Under authority of his unit commander, he was removed from his regular training platoon.
Manning waited in the discharge unit for a resolution to his case.
Rumors circulated that he was gay.
It’s true he was barely 5 feet—he was a runt.
He was picked on and accused of being crazy—or that he was a faggot!
Although he tried, Manning took it from every side.
He couldn’t please anyone.
All he wanted was approval, and he knew he was never going to get that approval from the Army.
He was disqualified from being a soldier
He couldn’t meet basic training requirements.
His demeanor or sexual preference was clearly not his only obstacle to fitting in.
Countless gay soldiers have served with distinction.
Waiting in the discharge unit, Manning’s fate was changed when a commander overturned the earlier decision to remove him from the Army.
Instead, he was allowed to continue with his training.
There is something about Manning’s situation that is so much like Pfc. Lyndie England, the woman convicted for her role in abusing prisoners at Abu Ghraib.
Both are essentially pathetic figures.
Julian Assange became Manning’s facilitator. For Lynndie England, it was Charles Graner, the older soldier who appeared with her in many of the now-infamous photos.

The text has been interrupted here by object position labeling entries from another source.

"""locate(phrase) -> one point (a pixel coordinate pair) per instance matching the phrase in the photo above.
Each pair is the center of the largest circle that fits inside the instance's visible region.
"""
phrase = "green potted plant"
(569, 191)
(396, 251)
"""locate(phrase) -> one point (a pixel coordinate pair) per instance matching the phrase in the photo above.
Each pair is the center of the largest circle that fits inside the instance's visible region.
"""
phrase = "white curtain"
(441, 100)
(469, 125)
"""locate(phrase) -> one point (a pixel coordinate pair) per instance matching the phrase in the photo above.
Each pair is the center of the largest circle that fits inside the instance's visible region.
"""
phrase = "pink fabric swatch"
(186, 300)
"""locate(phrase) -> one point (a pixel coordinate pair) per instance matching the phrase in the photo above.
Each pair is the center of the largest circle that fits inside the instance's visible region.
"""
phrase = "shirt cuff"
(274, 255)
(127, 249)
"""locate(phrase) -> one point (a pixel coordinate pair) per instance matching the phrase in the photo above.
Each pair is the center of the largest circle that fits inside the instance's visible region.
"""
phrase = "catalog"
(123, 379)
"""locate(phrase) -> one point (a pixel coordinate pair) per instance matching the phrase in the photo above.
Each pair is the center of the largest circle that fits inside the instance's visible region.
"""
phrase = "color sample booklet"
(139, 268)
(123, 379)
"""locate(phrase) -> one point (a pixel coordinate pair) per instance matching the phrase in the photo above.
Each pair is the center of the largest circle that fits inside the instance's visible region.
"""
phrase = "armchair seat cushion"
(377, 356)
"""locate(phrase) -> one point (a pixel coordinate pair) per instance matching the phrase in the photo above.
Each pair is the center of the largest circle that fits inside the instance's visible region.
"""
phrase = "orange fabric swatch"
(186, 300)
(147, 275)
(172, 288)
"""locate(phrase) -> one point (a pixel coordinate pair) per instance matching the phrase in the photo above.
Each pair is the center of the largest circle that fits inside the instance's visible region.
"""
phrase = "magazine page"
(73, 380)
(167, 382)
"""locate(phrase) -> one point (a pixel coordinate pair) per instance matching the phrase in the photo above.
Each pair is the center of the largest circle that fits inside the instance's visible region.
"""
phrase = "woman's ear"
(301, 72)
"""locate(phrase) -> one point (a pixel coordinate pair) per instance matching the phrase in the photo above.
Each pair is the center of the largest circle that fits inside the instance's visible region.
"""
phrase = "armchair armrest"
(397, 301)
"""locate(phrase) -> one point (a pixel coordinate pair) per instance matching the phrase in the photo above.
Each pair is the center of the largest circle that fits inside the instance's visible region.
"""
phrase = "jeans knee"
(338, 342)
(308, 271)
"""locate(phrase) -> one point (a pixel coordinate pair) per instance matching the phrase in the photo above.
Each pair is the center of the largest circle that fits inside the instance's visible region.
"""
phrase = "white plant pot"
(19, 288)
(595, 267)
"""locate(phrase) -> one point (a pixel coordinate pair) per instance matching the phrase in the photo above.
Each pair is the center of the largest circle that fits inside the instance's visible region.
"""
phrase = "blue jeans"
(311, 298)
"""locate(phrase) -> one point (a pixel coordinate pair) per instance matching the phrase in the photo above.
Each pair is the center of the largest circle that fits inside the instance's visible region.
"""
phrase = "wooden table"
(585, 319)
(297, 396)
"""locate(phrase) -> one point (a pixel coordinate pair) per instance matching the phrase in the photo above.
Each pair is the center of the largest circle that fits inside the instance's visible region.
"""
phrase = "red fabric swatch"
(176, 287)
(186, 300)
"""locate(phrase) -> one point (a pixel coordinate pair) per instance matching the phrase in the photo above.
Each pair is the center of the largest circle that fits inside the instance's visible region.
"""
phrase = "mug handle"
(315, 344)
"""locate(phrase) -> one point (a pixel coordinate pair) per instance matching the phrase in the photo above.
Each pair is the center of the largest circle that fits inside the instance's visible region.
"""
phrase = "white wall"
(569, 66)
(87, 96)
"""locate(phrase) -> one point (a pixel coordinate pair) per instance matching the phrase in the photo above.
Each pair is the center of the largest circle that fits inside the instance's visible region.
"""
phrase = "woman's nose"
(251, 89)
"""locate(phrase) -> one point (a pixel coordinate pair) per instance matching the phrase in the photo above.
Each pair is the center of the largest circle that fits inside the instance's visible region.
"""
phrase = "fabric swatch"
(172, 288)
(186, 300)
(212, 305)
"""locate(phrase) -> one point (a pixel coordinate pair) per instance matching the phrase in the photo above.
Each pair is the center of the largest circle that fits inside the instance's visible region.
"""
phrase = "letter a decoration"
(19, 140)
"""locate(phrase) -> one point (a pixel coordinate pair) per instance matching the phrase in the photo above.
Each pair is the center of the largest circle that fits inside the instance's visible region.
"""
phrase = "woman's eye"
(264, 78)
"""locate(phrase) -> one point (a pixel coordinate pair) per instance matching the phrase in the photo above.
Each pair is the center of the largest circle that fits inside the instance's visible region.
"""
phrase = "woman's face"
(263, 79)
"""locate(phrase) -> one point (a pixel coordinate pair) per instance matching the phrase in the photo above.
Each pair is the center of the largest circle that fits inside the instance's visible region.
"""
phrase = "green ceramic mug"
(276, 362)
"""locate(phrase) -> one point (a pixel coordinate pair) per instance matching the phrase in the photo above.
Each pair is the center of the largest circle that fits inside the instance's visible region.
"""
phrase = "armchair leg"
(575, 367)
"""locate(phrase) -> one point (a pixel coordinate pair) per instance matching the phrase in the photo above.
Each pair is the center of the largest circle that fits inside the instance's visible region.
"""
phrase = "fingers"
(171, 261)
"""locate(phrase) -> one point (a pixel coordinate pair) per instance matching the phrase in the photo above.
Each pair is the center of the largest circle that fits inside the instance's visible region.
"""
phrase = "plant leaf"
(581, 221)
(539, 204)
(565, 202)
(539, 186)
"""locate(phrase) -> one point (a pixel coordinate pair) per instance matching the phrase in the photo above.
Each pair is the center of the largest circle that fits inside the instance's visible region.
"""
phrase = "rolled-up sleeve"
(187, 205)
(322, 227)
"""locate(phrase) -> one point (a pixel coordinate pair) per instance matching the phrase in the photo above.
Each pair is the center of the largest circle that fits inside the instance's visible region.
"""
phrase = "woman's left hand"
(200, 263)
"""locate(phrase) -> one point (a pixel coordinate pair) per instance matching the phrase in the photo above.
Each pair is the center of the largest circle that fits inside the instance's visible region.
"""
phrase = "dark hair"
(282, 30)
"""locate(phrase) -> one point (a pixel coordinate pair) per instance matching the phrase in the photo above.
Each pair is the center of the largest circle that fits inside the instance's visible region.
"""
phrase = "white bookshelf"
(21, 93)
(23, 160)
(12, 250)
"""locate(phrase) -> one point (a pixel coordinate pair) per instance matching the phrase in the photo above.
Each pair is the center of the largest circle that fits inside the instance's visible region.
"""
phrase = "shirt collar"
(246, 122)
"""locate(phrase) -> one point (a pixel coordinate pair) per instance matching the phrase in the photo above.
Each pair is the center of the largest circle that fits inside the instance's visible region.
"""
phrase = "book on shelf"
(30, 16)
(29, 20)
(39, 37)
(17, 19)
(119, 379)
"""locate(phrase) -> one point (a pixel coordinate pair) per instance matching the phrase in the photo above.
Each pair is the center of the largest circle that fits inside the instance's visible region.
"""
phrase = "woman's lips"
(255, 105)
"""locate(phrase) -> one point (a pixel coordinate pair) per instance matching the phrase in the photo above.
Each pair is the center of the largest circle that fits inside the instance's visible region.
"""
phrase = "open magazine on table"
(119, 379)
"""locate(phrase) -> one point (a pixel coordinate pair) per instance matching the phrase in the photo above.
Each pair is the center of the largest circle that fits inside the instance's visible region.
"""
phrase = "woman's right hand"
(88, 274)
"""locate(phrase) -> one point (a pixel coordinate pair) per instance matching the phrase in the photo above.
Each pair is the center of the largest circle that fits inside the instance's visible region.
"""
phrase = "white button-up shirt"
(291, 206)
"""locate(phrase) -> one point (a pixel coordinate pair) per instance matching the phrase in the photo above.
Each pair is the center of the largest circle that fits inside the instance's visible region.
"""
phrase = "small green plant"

Graner argued at his court martial that the repugnant pictures documented legitimate uses of force that had been okayed by higher authorities.
And in a way, he was right.
Memos signed by the Vice President and the Secretary of Defense, Donald Rumsfeld, authorized stress positions, nudity, hoods, dogs, and other forms of humiliation shown in the photos.

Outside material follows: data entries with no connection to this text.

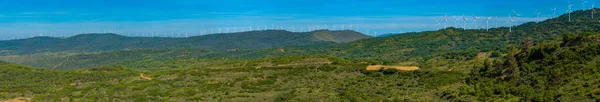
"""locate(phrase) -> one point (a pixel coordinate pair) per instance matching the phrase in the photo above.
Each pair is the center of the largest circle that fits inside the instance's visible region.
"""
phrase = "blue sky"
(26, 18)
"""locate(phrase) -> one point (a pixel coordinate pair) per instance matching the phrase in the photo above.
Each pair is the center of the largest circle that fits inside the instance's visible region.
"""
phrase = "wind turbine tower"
(538, 16)
(583, 4)
(593, 11)
(569, 11)
(474, 21)
(486, 23)
(510, 20)
(445, 21)
(516, 15)
(437, 24)
(464, 22)
(553, 12)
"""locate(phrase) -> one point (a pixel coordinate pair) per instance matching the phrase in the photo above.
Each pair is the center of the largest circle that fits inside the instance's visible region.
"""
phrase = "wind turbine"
(437, 24)
(583, 4)
(516, 15)
(464, 22)
(496, 21)
(334, 27)
(486, 23)
(455, 24)
(474, 21)
(569, 11)
(509, 23)
(538, 16)
(553, 12)
(593, 11)
(445, 21)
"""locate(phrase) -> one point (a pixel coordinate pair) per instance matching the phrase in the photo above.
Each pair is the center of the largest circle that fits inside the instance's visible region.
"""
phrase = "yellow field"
(20, 99)
(401, 68)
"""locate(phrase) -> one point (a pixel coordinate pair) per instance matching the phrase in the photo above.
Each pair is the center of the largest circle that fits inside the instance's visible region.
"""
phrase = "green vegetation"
(231, 41)
(545, 61)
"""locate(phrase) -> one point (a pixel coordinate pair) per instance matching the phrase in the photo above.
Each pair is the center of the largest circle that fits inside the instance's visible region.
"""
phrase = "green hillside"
(230, 41)
(553, 60)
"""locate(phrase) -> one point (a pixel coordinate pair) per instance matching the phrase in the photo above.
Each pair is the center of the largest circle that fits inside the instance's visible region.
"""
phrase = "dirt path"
(18, 99)
(145, 77)
(401, 68)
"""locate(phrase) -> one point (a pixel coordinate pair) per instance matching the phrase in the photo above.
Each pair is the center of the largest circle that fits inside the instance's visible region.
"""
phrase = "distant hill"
(229, 41)
(449, 43)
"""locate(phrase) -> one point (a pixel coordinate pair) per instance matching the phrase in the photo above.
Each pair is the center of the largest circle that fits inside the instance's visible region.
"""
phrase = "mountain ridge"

Oh, christ! Those fux again?
What Graner added were the brutal flourishes on a theme created by Cheney and Rumsfeld.
Bastards!
Unlike Lynndie England, there is no torture memo that Bradley Manning can point to and use as his defense.
He cannot claim that he was simply following orders.
He can, however, claim that other people should have known—that they did know he did not belong in the Army.
That he certainly should not have been entrusted with access to hundreds of thousands of sensitive documents.
Those drill sergeants at Fort Leonard Wood knew.
Manning’s supervisor, to whom he sent a photo of himself dressed in drag, must have known.
Why? He was dressed for a costume party, right?
Not that Manning was queer—duh—but that he was reckless and inappropriate.
Even Manning’s only friend in the discharge unit believed “the runt” was not cut out to be a soldier.
Ya think?
Yet, in spite of it all, Manning was deployed to Iraq.
That is why, like Lynndie England, Bradley Manning is symptomatic of a larger problem.
The issue is supply and demand.
The military needed warm bodies to keep the wars going, especially when Manning went through basic training in 2007 during the height of the surge in Iraq.
A year later, USA Today reported that more than 43,000 U.S. troops who had been listed as medically unfit for combat—according to the Pentagon’s own records—had nevertheless been deployed to Iraq and Afghanistan.
In some quarters Manning is being treated like a martyr.
He might be one, but not a martyr to truth and justice.
He has instead laid himself on the altar of the vast security state.
It collects a growing quantity of intelligence, much of which goes forgotten and unattended.
It then proliferates this material—whose misuse can ruin or end lives—among poorly vetted employees.
In the story of Bradley Manning, we see the confluence of two troubling, growing trends: the meeting of the over-classified and the unqualified.